Real Talk with Myria Perez
Myria Perez is a fossil preparator and educator at the Smithsonian National Museum of Natural History, in Washington, D.C. She spoke with TFK Kid Reporter Elisha Lee.
What exactly do you do for your job?
I work with fossils, so this means I remove rocks from fossils, I’m gluing fossils together, I’m making sure they’re not crumbling. Sometimes, we have dinosaur bones that need to be cataloged and put back into place.
What do you love most about your work?
I like that it’s a combination of art and science. I love science, I love art, I get to use my hands. When we do jackets—these are things that store the fossils—we have to figure out how to make them for specific bones or fossils, which can be different shapes. Getting to do a bunch of different things in the lab is really fun.
How did you get interested in paleontology?
Since I was a kid, it’s been my dream to be a paleontologist. When I was 12, I went to this event at the Houston Museum of Natural Science called Dino Days. I got a chance to meet paleontologists. At the end, I asked, “Hey, can I volunteer?” And somehow, they let me, as long as a parent came with me. At 12 years old, I got to go on fossil excavations, and I got to work with dinosaur bones and fossils in the lab.
When you were growing up, how did you find other kids, especially girls, who shared your interests?
In my friend group, I was the only dinosaur kid. My friends were interested in other things, but they were all super supportive of my love for fossils.
What’s the hardest thing about doing your job?
Each fossil kind of has its own personality. It needs glue here, or it needs to be fixed, or there’s a material on it that we need to take off. Trying to figure out what each fossil needs is a challenge. But it’s fun, because you never get the same thing.
Are there times when you can’t put fossils back together? What do you do then?
Fossils are very old. You don’t always get all the pieces to the puzzle.
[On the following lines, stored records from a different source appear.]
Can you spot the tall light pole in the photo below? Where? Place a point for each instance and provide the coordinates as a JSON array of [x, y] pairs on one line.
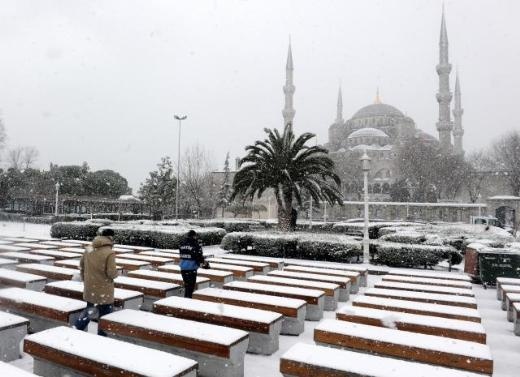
[[180, 118], [57, 186], [365, 166]]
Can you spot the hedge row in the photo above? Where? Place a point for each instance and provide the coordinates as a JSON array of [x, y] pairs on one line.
[[312, 246]]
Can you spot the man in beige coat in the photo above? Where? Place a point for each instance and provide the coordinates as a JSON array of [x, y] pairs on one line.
[[98, 271]]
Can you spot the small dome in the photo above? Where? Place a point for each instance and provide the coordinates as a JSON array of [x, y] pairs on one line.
[[367, 132], [377, 109]]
Fossils erode and pieces go missing. You’re working with something that’s incomplete, sometimes. You do your best to fit the pieces you know back together. And the pieces you don’t know—you don’t try to make anything up. But sometimes, you have a gap in a specimen and it needs support. We’ll put some sort of putty in there that’s clearly not fossil, so when people go to study it, they know not to study that part.
Why is studying fossils important to us today?
The past is the key to the present. And if we learn more about how ancient ecosystems worked, we can prepare for what’s going to happen to them in the future.
What’s one lesson you’ve learned that you would like to share with kids?
Be brave and ask questions. Always be curious. It can be hard to ask questions. But if you’re genuinely curious, chase after your passion and find out more.